Natürlich würde ich mich freuen, wenn wir wie in Estland eine Verwaltung hätten mit nur einer ID (Anmerkung der Redaktion: Gemeint ist eine digitale Identifikationsnummer als Zugang zu digitalen Behördendiensten). Wo man nur noch dann aufs Amt muss und Unterschriften nur noch dann geleistet werden müssen, wenn es wirklich notwendig ist. Aber das ist ein weiter Weg. Wir müssen jetzt vom Fleck kommen und die Probleme zügig lösen. Dafür würde ich eine mechanische Digitalisierung empfehlen.

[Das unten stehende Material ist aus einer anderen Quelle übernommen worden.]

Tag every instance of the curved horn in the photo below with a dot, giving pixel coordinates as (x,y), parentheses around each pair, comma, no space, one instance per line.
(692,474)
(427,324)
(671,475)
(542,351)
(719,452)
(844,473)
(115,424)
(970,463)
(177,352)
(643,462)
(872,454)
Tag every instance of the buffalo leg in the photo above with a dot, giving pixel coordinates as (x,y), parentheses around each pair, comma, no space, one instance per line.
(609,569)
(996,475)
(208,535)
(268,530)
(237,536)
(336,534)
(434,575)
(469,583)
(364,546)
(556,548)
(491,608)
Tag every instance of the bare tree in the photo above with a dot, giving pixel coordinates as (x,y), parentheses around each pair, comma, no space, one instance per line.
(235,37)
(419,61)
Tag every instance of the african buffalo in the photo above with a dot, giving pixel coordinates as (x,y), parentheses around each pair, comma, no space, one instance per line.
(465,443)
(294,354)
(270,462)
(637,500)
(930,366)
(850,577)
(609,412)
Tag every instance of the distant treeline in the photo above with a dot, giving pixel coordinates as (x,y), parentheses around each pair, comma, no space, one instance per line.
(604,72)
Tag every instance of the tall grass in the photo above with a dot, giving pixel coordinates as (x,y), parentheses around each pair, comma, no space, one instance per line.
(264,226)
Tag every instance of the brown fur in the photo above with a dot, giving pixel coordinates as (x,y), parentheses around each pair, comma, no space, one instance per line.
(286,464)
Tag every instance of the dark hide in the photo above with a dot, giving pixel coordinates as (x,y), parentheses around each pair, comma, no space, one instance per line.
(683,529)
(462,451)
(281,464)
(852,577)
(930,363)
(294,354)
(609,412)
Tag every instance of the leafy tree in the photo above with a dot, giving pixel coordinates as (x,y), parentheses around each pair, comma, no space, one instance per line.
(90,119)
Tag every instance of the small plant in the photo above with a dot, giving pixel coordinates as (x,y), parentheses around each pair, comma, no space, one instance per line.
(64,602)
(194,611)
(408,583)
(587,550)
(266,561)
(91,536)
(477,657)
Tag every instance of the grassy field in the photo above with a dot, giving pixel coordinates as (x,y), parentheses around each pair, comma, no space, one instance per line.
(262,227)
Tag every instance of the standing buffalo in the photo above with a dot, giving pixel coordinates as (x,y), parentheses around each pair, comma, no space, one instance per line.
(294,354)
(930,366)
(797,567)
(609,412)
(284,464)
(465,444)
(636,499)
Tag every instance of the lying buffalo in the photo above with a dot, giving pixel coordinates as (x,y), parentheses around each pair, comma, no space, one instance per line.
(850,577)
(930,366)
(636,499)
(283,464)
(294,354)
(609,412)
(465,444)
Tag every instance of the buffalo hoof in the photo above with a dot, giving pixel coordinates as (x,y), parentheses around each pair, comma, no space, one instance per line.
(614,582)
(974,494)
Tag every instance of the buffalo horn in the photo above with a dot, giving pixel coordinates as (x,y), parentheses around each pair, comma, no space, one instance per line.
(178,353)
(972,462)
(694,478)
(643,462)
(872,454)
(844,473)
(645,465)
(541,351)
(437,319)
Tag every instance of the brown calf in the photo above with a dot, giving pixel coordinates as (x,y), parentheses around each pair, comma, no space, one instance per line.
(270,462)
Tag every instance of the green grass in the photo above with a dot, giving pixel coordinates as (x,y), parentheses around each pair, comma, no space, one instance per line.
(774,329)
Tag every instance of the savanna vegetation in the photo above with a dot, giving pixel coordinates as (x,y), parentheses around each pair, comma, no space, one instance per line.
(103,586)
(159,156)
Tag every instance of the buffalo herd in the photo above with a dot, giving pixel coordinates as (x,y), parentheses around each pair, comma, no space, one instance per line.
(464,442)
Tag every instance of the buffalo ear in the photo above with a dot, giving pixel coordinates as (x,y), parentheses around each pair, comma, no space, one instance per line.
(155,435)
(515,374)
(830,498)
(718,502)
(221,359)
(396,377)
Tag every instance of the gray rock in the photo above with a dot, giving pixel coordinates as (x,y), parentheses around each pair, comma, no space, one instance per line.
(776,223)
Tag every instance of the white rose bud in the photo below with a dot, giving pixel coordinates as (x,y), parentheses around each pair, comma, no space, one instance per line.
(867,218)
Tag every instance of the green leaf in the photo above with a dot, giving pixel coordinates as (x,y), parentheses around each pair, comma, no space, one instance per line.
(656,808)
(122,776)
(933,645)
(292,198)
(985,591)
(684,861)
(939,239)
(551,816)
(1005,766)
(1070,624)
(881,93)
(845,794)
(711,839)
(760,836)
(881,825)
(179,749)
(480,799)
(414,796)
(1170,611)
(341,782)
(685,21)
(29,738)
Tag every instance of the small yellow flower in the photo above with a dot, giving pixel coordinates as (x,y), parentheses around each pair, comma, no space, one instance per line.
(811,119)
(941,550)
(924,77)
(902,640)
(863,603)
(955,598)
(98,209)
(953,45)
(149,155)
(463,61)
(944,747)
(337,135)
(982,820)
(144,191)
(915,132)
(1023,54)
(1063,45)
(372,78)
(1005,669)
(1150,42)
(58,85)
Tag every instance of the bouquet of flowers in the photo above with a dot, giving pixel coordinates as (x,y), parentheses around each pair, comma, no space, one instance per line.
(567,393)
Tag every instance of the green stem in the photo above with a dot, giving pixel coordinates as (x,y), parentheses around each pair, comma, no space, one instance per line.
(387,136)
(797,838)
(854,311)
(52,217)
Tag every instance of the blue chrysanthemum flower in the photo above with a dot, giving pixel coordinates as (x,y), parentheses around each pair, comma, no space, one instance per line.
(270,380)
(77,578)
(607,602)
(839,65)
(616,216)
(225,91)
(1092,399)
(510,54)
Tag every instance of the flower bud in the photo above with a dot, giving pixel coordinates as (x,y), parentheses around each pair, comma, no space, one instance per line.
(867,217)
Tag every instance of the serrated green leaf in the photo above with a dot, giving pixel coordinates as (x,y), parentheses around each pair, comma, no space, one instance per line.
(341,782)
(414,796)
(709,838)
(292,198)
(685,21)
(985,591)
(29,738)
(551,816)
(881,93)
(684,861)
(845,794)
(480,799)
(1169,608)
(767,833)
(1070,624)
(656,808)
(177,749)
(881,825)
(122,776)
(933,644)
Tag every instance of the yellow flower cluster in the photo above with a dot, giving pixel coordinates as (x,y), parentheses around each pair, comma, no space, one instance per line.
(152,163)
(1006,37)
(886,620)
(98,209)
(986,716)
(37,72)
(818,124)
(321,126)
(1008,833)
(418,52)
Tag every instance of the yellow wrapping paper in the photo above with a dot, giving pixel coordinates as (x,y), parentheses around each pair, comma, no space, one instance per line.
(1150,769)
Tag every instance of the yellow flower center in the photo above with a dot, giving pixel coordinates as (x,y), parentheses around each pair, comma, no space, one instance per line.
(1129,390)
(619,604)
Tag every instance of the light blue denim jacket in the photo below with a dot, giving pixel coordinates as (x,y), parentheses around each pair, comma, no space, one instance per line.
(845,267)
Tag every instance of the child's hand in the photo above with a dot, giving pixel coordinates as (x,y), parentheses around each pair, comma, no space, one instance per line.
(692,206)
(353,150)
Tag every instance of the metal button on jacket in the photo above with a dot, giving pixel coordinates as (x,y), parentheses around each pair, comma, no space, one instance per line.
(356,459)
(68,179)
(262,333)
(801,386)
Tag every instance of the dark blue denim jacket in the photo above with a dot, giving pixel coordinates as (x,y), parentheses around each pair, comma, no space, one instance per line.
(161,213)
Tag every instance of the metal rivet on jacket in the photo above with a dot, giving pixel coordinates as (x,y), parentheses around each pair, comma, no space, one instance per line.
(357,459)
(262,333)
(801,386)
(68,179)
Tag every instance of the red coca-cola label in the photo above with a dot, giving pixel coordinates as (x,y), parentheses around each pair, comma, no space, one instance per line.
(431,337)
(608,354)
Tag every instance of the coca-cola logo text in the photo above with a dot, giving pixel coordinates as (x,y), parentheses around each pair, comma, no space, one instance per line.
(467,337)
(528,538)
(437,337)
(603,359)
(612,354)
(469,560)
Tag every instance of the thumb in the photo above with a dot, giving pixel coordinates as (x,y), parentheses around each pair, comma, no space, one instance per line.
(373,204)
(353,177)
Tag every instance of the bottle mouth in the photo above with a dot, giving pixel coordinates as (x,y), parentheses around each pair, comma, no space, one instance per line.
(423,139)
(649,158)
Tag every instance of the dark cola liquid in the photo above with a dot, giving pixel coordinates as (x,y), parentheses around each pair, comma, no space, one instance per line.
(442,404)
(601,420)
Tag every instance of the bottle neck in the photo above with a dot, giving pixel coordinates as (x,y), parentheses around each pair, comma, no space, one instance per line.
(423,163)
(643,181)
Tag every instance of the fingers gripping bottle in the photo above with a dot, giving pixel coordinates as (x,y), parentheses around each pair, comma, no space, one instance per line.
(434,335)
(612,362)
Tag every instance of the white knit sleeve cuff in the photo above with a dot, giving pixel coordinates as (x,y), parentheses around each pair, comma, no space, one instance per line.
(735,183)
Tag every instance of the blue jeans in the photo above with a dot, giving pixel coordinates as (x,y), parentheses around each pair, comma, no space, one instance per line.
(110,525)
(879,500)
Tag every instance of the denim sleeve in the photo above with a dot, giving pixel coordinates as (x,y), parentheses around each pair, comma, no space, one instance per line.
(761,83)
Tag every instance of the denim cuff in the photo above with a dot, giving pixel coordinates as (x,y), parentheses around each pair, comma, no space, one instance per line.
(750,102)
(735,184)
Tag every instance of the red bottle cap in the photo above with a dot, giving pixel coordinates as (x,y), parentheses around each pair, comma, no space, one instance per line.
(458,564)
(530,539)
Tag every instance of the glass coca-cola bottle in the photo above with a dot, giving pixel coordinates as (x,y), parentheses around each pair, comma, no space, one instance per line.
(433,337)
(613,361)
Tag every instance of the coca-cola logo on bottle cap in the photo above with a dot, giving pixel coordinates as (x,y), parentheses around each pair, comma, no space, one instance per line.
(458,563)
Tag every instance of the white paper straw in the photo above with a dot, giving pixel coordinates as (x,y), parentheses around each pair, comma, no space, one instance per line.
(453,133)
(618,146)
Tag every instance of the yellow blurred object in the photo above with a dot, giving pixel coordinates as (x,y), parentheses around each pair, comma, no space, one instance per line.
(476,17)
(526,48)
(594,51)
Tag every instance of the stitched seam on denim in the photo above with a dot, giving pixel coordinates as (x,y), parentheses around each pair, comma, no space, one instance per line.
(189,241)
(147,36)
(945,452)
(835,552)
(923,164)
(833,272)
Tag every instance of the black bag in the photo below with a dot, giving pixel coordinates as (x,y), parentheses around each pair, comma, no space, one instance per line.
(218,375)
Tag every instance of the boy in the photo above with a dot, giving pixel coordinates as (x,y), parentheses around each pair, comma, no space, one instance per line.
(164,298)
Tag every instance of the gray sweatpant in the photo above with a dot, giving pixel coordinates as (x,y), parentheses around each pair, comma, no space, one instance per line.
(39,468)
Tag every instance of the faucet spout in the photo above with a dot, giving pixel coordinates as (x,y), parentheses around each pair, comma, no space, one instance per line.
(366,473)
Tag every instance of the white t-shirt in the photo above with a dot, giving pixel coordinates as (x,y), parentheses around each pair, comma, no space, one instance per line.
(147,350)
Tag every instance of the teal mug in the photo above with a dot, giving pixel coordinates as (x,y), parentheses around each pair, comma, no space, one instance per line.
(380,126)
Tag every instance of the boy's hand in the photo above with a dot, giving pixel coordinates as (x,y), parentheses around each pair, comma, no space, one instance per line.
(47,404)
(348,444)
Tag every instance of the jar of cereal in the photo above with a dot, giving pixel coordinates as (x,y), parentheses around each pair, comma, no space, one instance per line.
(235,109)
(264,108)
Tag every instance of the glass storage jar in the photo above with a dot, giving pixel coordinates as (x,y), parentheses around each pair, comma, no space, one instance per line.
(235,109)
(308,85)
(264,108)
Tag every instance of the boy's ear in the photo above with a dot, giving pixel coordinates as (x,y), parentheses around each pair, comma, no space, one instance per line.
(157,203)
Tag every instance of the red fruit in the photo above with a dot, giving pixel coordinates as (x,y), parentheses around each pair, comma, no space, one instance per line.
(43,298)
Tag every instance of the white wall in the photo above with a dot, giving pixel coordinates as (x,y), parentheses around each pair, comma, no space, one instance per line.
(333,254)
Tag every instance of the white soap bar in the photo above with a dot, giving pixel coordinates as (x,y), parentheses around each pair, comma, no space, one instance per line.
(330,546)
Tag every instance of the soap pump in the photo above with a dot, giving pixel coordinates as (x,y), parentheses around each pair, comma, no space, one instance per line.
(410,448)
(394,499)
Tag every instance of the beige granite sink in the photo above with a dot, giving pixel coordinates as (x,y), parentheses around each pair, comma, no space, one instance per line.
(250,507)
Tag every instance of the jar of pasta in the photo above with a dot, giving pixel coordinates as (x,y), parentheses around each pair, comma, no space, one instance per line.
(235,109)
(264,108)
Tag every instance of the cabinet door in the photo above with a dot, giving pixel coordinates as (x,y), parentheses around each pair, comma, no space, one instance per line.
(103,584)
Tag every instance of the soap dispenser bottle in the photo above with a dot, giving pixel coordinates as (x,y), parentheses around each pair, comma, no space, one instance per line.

Mit standardisierten Lösungen, um das "Massengeschäft", wo die langen Wartezeiten bestehen, schnell abarbeiten zu können.

"Informatisieren" statt digitalisieren

Zur digitalen Transformation in der öffentlichen Verwaltung forscht auch Alois Paulin, Professor an der Hochschule für öffentliche Verwaltung und Finanzen Ludwigsburg. Er kritisiert, dass in der öffentlichen Verwaltung alte Prozesse mit ihrem Ablauf von Schritten lediglich digitalisiert würden. "Zum Beispiel können Bürger jetzt einen Termin digital buchen - das bürokratische Prinzip bleibt aber dasselbe. Prozesse werden immer noch als eine Kette von Schritten gedacht, die nacheinander durchlaufen werden müssen", sagt Paulin im Gespräch mit dem SWR. Sein Gegenvorschlag: nicht digitalisieren, sondern "informatisieren". Damit meint er: "überlegen, welches Ziel eigentlich erreicht werden soll und was man tun kann, damit es die Bürger selbst erreichen können." Als Beispiel beschreibt Paulin eingescannte Unterlagen: In einem rein digitalisierten Verfahren müssten die Scans weiterhin von Menschen eingepflegt und gelesen werden, was Zeit koste und fehleranfällig sei. "Im 'informatisierten' Kontext haben wir maschinenlesbare Dokumente, die online verfügbar sind und vom Bürger selbst in maschinenlesbare Anträge eingepflegt werden können", so der promovierte Informatiker. Solche Anträge könnten dann vollautomatisiert verarbeitet werden. Der Staat müsse Freiräume schaffen, in denen die Verwaltung Prozesse komplett neu denken sowie Innovationen entwickeln und ausprobieren könne. "Und wenn sie sich bewähren, kann man sie übernehmen. Das ist natürlich nichts, was die aktuellen Probleme in den Ämtern in wenigen Monaten löst", sagt Paulin. "Aber die öffentliche Verwaltung wird ihre Strukturen und Prozesse auf jeden Fall so aufräumen müssen. Dafür muss man Menschen mit den notwendigen Fähigkeiten ausstatten, damit sie Systeme bauen und programmieren können."

SWR Aktuell: Wie groß ist Ihre Hoffnung, dass sich zügig etwas verbessert?

Röber: Verwaltung ist ein Riesentanker. Die Forderung aus der Wirtschaft, alles müsse sofort anders werden, ist unrealistisch. Aber man muss die Verwaltung konsequent Schritt für Schritt verbessern. Die Kommunen tauschen sich dazu untereinander bereits gut aus. Das kann man weiter stärken. Das Land Baden-Württemberg kann bei der Digitalisierung der Verwaltung sicherlich noch mehr tun. Es geht langsam voran, aber ich bin optimistisch, dass wir in den nächsten zehn Jahren weit kommen werden. Vielleicht nicht mit 100-prozentig perfekten Lösungen, aber mit zufriedenstellenden.